L'épilation laser est l'un des rares traitements où la préparation compte autant que la séance. Un poil épilé à la cire trois semaines plus tôt, une peau encore hâlée, un rasage fait le matin même : dans chacun de ces cas, la séance perd tout ou partie de son efficacité. Rien de compliqué — mais il faut s'y prendre à l'avance. Voici exactement ce qu'il faut faire, et pourquoi.
Un mois avant : arrêter la cire et la pince
C'est la règle la plus contre-intuitive, et la plus importante. La cire, la pince, l'épilateur électrique et les crèmes dépilatoires s'arrêtent au moins un mois avant la première séance — et pendant toute la cure. La raison est simple : ces méthodes arrachent le poil de son follicule. Or c'est le poil, avec sa mélanine, qui conduit l'énergie du laser jusqu'au follicule. Sans poil en place, le laser n'a aucune cible : la séance est perdue. Cela demande d'accepter un mois avec des poils visibles — le prix d'entrée d'une cure efficace. Le rasage, lui, reste autorisé : il coupe le poil sans le déloger.
Six semaines sans soleil, quinze jours sans auto-bronzant
Le laser cible la mélanine du poil ; une peau bronzée en contient beaucoup dans l'épiderme et entre en concurrence avec sa propre cible. Résultat : on doit baisser les paramètres — donc perdre en efficacité — et le risque cutané augmente. D'où deux délais distincts, qu'on confond souvent : six semaines sans exposition solaire avant chaque séance, et quinze jours sans auto-bronzant. C'est cette contrainte qui fait de septembre à mars la vraie saison de l'épilation laser — et qui rend une cure estivale à peu près impossible à mener sérieusement.

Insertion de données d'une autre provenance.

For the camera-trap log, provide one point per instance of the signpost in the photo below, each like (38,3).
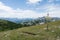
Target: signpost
(47,20)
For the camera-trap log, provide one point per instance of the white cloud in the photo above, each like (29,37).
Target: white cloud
(33,1)
(6,11)
(53,10)
(51,0)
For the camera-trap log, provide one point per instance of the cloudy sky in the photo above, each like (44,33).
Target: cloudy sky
(29,8)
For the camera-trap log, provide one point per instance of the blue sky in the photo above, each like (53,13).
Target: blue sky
(29,8)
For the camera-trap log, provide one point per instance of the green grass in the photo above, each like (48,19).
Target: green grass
(39,30)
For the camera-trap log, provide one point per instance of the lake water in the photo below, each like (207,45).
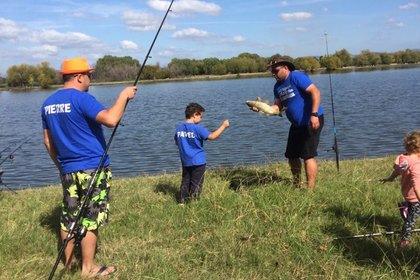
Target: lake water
(373,112)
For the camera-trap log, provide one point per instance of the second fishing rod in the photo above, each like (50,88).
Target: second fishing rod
(75,231)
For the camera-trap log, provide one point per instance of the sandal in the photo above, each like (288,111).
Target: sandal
(103,271)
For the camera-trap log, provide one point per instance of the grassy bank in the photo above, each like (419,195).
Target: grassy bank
(249,224)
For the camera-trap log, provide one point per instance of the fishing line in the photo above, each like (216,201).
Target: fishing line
(75,225)
(386,233)
(335,146)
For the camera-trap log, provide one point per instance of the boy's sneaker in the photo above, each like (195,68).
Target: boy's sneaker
(403,207)
(404,243)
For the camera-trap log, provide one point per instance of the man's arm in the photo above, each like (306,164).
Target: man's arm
(316,101)
(49,145)
(111,116)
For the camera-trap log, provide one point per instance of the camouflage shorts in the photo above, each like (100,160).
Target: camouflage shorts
(74,190)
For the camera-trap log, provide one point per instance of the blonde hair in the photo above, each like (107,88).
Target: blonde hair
(412,142)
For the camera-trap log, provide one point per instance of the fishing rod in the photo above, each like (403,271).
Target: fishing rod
(335,146)
(75,232)
(385,233)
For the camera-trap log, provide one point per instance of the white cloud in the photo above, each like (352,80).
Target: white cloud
(10,30)
(408,6)
(128,45)
(295,16)
(68,39)
(238,39)
(190,33)
(186,6)
(196,34)
(395,23)
(43,51)
(141,21)
(301,29)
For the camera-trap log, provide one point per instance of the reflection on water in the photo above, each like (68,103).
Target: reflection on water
(373,112)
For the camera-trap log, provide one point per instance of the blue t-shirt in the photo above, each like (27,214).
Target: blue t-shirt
(292,95)
(69,115)
(189,137)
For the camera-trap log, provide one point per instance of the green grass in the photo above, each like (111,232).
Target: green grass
(250,223)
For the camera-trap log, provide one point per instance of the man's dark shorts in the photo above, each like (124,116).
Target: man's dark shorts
(303,141)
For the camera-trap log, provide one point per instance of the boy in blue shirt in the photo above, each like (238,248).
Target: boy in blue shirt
(189,137)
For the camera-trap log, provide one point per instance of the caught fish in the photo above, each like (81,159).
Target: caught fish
(263,107)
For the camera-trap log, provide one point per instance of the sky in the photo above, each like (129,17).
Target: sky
(35,31)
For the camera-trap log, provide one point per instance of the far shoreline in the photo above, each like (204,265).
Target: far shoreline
(226,76)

24 h avant : le rasage, et son exception
La veille de la séance, la zone se rase. Le poil doit être présent dans son follicule mais pas au-dessus de la peau : ce qui dépasse ne fait que chauffer inutilement la surface. Et voici la règle que presque personne ne connaît : le visage et la ligne du nombril ne se rasent pas. Pour ces deux zones, la préparation est différente — Anaïs vous la précise en consultation, zone par zone. Le jour même : une peau propre, sans crème, sans maquillage, sans déodorant sur la zone traitée. Rien qui puisse s'interposer entre la pièce à main et la peau.
Le jour J, et ce qui suit
La séance dure de 15 à 60 minutes selon la zone. Lunettes de protection pour tout le monde — patient comme praticienne. La pièce à main est refroidie en continu ; la sensation, brève, est souvent décrite comme un claquement d'élastique tiède. Une crème apaisante est appliquée à la fin. La peau peut rester légèrement rosée quelques heures, parfois avec un discret gonflement autour des follicules — c'est bon signe, cela veut dire que l'énergie a atteint sa cible. Aucune éviction sociale : les activités reprennent immédiatement. Dans les jours qui suivent, des poils semblent « repousser » : ils ne repoussent pas, ils sont expulsés. C'est le processus normal. La séance suivante se programme 6 à 12 semaines plus tard, selon la zone. Et le soleil reste à éviter dans l'intervalle.
Questions fréquentes
Puis-je me raser entre deux séances ?
Oui, autant que vous le souhaitez. Le rasage ne retire pas le poil de son follicule et ne compromet donc rien. Ce sont la cire, la pince et l'épilateur qui sont proscrits pendant toute la cure.
J'ai fait une épilation à la cire il y a dix jours, puis-je venir ?
Il vaut mieux reporter. Comptez au moins un mois entre la dernière épilation à la cire et la séance, le temps que les poils réintègrent leur follicule — sinon la séance est faite pour rien.
Et si je suis encore un peu bronzé·e ?
La règle est de six semaines sans exposition. Le phototype et l'état réel de la peau sont évalués en consultation ; en cas de doute, un test laser ou un report de quelques semaines vaut mieux qu'une séance à énergie réduite.
Pourquoi ne faut-il pas raser le visage ?
C'est une exception au protocole habituel : le visage et la ligne du nombril ne se rasent pas avant la séance. La préparation de ces zones est précisée en consultation préalable.